Ontwikkelingen binnen de katholieke wereldkerk maken dit pijnlijk duidelijk. Hoewel begin jaren zestig de ramen binnen de kerk open moesten en de leek een grotere rol kreeg toebedeeld binnen de liturgie, werd de kerkleiding meer en meer een bolwerk van intellectuelen. Het fenomeen priesterarbeider en de bevrijdingstheologie leken een keuze in te houden voor het volk, maar waren in de praktijk niets anders dan een opzichtige flirt met de marxistische ideologie. Deze was in die jaren enorm populair onder studenten; de arbeiders namen er juist afstand van. Ook het verwijderen van populaire volksheiligen van de liturgische kalender en het neerkijken op en soms zelfs verbieden van volksdevotionaliteit maken duidelijk dat men niet veel op had met het gewone volk. Intellectuele exercities, keuzes voor foute ideologieën en het maken van bureaucratische beleidsplannen en overlegstructuur versterkten de macht van de intelligentsia. Niets ‘stem van het volk’: een religieuze voorhoede die, volgens klassiek leninistisch recept, de koers uitzet binnen de kerkmuren.

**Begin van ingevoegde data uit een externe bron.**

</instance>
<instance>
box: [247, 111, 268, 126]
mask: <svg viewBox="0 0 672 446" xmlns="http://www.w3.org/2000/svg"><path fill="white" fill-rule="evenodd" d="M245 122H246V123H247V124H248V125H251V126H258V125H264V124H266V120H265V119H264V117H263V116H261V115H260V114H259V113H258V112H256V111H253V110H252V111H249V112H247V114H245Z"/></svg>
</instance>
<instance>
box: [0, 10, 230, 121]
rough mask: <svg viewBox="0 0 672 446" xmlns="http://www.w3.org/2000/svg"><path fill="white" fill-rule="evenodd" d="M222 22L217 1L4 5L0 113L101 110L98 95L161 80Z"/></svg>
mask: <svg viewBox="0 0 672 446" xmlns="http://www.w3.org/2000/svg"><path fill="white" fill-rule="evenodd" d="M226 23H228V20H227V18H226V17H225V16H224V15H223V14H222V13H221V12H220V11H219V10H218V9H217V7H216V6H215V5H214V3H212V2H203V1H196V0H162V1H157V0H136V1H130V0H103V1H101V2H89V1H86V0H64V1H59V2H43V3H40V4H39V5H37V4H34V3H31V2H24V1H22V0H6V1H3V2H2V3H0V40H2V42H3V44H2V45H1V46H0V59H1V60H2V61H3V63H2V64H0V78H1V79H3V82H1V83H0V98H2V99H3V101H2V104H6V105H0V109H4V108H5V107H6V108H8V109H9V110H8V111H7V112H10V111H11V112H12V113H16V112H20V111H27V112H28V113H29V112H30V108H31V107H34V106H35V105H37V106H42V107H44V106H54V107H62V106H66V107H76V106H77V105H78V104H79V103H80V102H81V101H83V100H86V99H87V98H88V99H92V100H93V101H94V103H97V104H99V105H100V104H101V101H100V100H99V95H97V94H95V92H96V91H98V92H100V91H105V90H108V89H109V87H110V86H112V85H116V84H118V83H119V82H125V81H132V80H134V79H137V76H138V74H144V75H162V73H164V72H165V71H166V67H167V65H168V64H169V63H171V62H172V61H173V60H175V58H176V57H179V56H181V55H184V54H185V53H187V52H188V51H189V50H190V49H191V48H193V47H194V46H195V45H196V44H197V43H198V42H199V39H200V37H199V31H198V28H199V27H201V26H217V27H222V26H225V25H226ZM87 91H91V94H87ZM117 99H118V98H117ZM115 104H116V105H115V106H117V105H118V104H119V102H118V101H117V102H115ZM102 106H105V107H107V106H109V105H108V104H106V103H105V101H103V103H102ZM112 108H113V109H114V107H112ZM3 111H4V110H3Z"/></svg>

De ontwikkeling loopt parallel met die in de politiek, waar geen echte arbeider of kleine ondernemer meer is te vinden en alleen politici met een universitaire opleiding regels bedenken voor het volk. En juist als de stem van het volk zich laat horen via protest en de stembus, kiezen de kerken en de heersende politiek opnieuw tegen de burger en laten die in de kou staan. In de jaren zestig en zeventig een foute keuze, en nu weer een foute beslissing. Toen voor het marxisme en de intellectuele spielerei, nu tegen de woede van het volk, dat zich vertaalt in de groei van partijen als de PVV en Forum voor Democratie en een groeiende onvrede over de overheid en haar beleid.
Best knap voor een organisatie die zegt profetisch te willen spreken. Misschien moeten de kerkleiders in hun bijbels I Koningen 18 er op na slaan en zich afvragen aan welke kant ze staan: die van Elia of die van Baäl? Want hoe hard ze ook roepen en waarschuwen tegen het populisme, luistert er wel iemand?